Only future historiography will show what the total effect of the climate hype on the overall wellbeing of the environment will be. My own estimation is that we will then talk about a big step backwards from the point of view of environmental protection.

Although the climate hype subsided afterwards in the media, it by no means implies that the phenomenon has become any weaker since the political obligation was made during the climate hype. The concern of climate change has just undergone a metamorphosis in many ways. We have come down from the state-level to the level of practical actors. There are various projects which focus on how changes in people’s everyday life can decrease the speed of climate change. The underlying assumption is that a change in people’s behaviour at an individual level would play a decisive role – or at least, so significant that a change is regarded as imperative. Climate calculations and carbon footprint measurements are results from this: emissions ensuing from all human actions are calculated and they function as a burden of sins of each individual actor. A school meal, a trip by car to one’s grandmother, a sauna evening with friends or a new spring coat – all these have gotten a carbon footprint. In my opinion, it is possible that food, which is small and beneficial from

the point of view of its carbon footprint, will be valued at some point – and climate anorexia will then be the natural consequence.

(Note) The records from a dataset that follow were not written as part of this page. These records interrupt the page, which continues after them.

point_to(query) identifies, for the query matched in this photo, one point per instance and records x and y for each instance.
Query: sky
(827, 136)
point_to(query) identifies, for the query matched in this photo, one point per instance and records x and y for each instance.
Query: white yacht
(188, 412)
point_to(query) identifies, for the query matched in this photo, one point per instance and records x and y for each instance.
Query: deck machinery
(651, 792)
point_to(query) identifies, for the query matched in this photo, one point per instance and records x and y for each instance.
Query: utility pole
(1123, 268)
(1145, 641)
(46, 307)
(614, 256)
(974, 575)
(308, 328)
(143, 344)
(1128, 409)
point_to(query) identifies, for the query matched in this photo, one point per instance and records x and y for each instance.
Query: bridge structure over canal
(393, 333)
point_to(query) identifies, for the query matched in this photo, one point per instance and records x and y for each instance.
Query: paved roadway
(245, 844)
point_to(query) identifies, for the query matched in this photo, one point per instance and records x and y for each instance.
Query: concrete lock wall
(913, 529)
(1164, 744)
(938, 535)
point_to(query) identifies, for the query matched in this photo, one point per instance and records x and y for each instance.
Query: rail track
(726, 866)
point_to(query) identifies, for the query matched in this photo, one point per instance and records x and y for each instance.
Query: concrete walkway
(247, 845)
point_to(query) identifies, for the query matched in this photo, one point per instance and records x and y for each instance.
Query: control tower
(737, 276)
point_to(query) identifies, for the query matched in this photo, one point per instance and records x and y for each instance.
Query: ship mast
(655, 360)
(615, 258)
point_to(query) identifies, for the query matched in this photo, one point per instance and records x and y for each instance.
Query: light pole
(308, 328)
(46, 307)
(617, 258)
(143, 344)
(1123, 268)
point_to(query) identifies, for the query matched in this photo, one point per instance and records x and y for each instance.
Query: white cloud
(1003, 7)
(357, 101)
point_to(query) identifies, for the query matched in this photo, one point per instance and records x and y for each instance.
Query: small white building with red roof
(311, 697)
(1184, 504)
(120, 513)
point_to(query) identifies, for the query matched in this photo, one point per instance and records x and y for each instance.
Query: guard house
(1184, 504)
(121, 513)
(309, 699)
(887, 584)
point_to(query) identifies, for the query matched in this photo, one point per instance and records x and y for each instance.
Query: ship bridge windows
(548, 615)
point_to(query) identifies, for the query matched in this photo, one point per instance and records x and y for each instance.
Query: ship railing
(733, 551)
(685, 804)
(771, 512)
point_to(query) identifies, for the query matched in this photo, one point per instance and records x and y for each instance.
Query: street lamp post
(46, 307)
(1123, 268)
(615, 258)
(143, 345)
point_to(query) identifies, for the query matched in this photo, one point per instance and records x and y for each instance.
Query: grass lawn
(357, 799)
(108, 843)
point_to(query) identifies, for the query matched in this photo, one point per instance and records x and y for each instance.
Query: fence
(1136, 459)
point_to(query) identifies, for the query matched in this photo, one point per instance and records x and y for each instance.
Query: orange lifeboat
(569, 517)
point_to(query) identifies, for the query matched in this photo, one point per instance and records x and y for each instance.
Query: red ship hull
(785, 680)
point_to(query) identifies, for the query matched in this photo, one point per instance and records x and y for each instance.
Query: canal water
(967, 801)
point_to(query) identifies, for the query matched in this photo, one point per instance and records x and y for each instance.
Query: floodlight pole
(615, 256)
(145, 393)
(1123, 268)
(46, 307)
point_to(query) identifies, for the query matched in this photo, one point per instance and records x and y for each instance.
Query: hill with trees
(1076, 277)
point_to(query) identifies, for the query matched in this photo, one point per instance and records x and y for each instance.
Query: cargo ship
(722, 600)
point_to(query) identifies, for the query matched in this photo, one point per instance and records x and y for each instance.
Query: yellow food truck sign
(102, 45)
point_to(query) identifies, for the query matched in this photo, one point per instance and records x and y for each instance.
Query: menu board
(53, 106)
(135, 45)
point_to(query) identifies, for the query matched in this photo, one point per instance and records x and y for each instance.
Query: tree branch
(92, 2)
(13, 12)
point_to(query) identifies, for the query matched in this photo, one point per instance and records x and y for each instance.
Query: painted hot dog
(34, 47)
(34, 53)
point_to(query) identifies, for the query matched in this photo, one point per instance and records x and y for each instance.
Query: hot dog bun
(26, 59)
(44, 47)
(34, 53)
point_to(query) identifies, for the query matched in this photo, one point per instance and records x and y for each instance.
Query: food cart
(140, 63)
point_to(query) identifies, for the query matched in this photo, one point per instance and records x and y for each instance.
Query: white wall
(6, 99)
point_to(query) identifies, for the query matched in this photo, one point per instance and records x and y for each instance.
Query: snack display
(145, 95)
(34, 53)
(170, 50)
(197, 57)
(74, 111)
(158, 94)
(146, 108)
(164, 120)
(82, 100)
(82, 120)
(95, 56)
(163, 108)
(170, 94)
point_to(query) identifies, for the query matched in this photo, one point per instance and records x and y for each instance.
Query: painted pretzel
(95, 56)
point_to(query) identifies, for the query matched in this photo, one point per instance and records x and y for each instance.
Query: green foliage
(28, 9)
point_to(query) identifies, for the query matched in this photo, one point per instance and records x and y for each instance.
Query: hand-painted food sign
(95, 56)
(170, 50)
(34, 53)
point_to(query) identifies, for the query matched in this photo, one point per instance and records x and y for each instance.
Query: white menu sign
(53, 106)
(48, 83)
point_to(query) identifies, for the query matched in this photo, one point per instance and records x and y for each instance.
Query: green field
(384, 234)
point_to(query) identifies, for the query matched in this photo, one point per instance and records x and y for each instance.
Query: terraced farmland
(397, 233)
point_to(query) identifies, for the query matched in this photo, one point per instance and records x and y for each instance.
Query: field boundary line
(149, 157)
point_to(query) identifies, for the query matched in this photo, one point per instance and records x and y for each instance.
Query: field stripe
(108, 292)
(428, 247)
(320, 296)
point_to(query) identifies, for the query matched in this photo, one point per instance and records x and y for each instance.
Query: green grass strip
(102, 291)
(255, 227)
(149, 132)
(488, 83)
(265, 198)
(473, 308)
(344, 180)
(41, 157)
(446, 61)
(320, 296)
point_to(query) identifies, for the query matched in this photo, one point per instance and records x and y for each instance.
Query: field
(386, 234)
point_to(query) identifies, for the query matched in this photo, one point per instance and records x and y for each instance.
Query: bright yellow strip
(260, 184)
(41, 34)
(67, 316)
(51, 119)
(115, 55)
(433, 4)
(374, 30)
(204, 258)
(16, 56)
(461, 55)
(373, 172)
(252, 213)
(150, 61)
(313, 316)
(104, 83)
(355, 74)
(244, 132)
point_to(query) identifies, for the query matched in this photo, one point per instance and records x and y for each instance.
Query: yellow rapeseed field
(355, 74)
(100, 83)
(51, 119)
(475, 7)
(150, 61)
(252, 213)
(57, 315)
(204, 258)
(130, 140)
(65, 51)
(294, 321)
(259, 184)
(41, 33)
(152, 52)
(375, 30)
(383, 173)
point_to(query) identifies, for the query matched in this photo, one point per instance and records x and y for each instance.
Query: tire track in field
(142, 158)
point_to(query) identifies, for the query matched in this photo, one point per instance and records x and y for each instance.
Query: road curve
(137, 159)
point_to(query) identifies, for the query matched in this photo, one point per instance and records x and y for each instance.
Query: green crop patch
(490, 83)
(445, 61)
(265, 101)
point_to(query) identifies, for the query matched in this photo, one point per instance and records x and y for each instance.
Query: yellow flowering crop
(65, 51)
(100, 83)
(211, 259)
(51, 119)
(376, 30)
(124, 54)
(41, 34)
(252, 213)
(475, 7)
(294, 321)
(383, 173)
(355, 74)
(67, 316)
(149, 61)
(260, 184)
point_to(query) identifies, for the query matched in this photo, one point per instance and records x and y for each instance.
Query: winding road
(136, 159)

I rather believe that there are two major issues around climate change that should be taken care of: the CO2 emissions of energy production and the prevention of forest depletion. It would be simpler to separate the management of population growth and other promotions of sustainable development from the climate issue.

An attempt to see everything from the point of view of climate change will contort the reality conception. Insofar if only the combat against climate change legitimises actions and matters, quite many things that are important for humankind and nature will remain undone.